O Financial Times tem diferentes edições internacionais e muitos leitores fora do Reino Unido. Sobre este tema, e sobre os objectivos de crescimento do jornal, Khalaf diz: “temos que ser extremamente competitivos nos Estados Unidos e na China. Nos Estados Unidos temos mais repórteres do que nunca, enquanto na China temos uma equipa dentro do país, outra em Hong Kong e, ao lado, uma equipa global focada na China, a trabalhar do exterior. No entanto, permanecemos em muitos lugares onde os outros não estão. Estamos prestes a abrir um escritório na Indonésia, porque acreditamos que esta é a história do futuro”. Assim, “temos de ajudar o leitor a entender certas partes do mundo que os outros não cobrem ou podem não ser actuais”.
“Os últimos dez anos foram extremamente difíceis para o Médio Oriente. Acho que não me lembro de uma época em que houvesse tantos Estados falidos e tantos países em conflito. Há uma área mais estável, o Golfo, que é beneficiário da enorme liquidez do petróleo e do gás. O resto do Oriente Médio é um caos completo. E não vejo perspectiva de melhoras ou resolução de nenhum dos conflitos”, explica, também, a directora do FT.
Nesta entrevista, Roula Khalaf fala, também, acerca das redes sociais: “Alguns actores estatais tendem a explorar as redes sociais para fins nefastos”, considera.

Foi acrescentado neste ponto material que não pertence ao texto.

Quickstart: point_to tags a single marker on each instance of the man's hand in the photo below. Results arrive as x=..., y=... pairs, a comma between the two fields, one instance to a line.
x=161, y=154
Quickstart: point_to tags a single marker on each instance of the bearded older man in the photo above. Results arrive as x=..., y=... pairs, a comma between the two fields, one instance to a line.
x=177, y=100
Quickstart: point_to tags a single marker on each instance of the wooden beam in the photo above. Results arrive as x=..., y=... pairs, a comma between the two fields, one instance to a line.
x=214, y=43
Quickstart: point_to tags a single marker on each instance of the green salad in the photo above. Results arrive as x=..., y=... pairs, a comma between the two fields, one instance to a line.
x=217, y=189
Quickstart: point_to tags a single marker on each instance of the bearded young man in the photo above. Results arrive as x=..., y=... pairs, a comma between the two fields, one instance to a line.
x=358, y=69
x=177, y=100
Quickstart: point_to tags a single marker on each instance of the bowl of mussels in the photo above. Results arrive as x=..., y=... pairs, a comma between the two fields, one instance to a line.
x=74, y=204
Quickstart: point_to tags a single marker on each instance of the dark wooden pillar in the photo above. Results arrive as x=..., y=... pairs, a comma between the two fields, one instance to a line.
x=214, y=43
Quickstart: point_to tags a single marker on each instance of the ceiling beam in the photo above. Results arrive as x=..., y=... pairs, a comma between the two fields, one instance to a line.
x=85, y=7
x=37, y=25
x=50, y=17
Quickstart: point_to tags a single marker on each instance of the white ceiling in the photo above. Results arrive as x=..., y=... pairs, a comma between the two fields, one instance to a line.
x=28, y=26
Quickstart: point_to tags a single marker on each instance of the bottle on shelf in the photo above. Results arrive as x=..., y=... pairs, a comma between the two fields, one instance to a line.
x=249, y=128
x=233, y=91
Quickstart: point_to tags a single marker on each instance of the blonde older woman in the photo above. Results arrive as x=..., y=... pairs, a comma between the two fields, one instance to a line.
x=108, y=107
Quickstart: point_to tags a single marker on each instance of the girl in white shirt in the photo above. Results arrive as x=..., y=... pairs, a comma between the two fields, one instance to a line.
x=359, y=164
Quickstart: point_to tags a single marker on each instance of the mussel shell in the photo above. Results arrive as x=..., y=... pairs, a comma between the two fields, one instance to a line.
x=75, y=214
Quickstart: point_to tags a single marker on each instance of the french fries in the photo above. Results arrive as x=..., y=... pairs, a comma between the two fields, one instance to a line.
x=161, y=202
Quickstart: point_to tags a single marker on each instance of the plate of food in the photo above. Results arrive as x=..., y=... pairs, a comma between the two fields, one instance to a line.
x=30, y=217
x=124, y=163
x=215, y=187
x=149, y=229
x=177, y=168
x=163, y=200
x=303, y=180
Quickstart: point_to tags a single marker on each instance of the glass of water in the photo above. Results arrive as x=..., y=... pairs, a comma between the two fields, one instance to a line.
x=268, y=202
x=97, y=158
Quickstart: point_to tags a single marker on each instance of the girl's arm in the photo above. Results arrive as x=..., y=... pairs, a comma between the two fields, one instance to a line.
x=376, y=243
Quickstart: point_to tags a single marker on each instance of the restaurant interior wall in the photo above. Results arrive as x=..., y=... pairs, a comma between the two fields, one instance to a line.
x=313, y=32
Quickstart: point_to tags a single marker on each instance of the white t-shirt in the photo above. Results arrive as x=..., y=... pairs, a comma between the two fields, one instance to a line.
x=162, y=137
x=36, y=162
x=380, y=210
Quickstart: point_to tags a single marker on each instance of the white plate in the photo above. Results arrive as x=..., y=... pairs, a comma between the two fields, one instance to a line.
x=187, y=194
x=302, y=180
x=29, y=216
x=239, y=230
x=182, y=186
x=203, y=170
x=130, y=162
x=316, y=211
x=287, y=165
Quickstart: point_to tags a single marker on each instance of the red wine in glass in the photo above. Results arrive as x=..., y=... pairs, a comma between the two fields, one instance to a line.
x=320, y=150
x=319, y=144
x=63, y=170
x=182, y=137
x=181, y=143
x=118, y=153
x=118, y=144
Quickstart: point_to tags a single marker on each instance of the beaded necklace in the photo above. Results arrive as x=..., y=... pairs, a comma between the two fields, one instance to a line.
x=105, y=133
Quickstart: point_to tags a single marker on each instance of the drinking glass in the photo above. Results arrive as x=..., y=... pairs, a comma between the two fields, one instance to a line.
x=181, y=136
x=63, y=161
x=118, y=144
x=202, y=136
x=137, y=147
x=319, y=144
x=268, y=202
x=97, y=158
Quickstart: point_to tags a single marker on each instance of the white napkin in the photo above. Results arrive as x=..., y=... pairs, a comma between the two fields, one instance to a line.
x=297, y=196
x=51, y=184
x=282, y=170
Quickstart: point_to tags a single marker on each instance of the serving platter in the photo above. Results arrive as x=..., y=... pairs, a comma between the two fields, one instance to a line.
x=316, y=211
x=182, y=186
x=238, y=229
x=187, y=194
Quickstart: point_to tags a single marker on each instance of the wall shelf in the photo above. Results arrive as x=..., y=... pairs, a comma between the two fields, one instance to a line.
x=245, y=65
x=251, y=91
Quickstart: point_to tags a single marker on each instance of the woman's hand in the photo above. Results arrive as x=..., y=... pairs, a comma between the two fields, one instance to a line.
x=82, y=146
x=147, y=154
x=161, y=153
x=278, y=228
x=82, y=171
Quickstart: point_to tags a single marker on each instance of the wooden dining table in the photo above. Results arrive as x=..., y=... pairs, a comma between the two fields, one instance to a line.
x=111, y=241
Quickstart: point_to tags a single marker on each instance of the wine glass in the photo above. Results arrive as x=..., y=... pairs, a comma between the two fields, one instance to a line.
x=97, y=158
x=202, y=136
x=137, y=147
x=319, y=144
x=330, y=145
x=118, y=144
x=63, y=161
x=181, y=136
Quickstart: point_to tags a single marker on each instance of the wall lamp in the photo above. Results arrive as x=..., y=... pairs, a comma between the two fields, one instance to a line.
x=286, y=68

Sobre este tema, Khalaf diz, também, que regular o comportamento dos jornalistas nas redes sociais, é “bastante complicado para todos os directores”. Até que ponto os jornalistas devem poder expressar a sua opinião nas redes sociais?”, deixa a questão. “Vemos que às vezes os jornalistas vão longe demais” e é necessário “falar com eles e dizer que se estão a comportar de forma inadequada. Por isso temos uma política de redes sociais, vinculada ao nosso código editorial”, articula. “Acho que há uma pequena diferença entre o que os jornalistas podem dizer e o que os colunistas podem dizer. Os colunistas escrevem opinião e acho que estes têm um pouco mais de liberdade. Mas é complicado. Isto não é preto ou branco”, acrescenta.
Relativamente ao tema da utilização da inteligência artificial (IA), Khalaf diz que o FT tem vindo a fazer experiências para ver onde pode ser útil. “Há duas áreas que me interessam. Uma é tentar organizar e extrair informações para encontrar histórias, e a outra é o uso potencial acerca de algumas informações em crescimento. Estou a pensar em como isto pode ajudar o jornalismo a acelerar o acesso à informação e a encontrar histórias”. E conta que há uma equipa, na secção de dados do jornal, “que está a experimentar e a tentar perceber quais poderão ser” os usos da IA. “Mas ainda estamos numa etapa de experimentação”, remata.
Por isso, relativamente aos próximos anos, “algo muito importante para o Financial Times é continuar a inovar. Acredito que esta indústria está em rápida e constante mudança. Sem dúvida, temos de entender a Inteligência Artificial. Temos de entender como é que isso nos pode ajudar e também temos que entender quais são os seus perigos. A Inteligência Artificial será um grande desafio para todos na indústria jornalística”, conclui a directora do FT.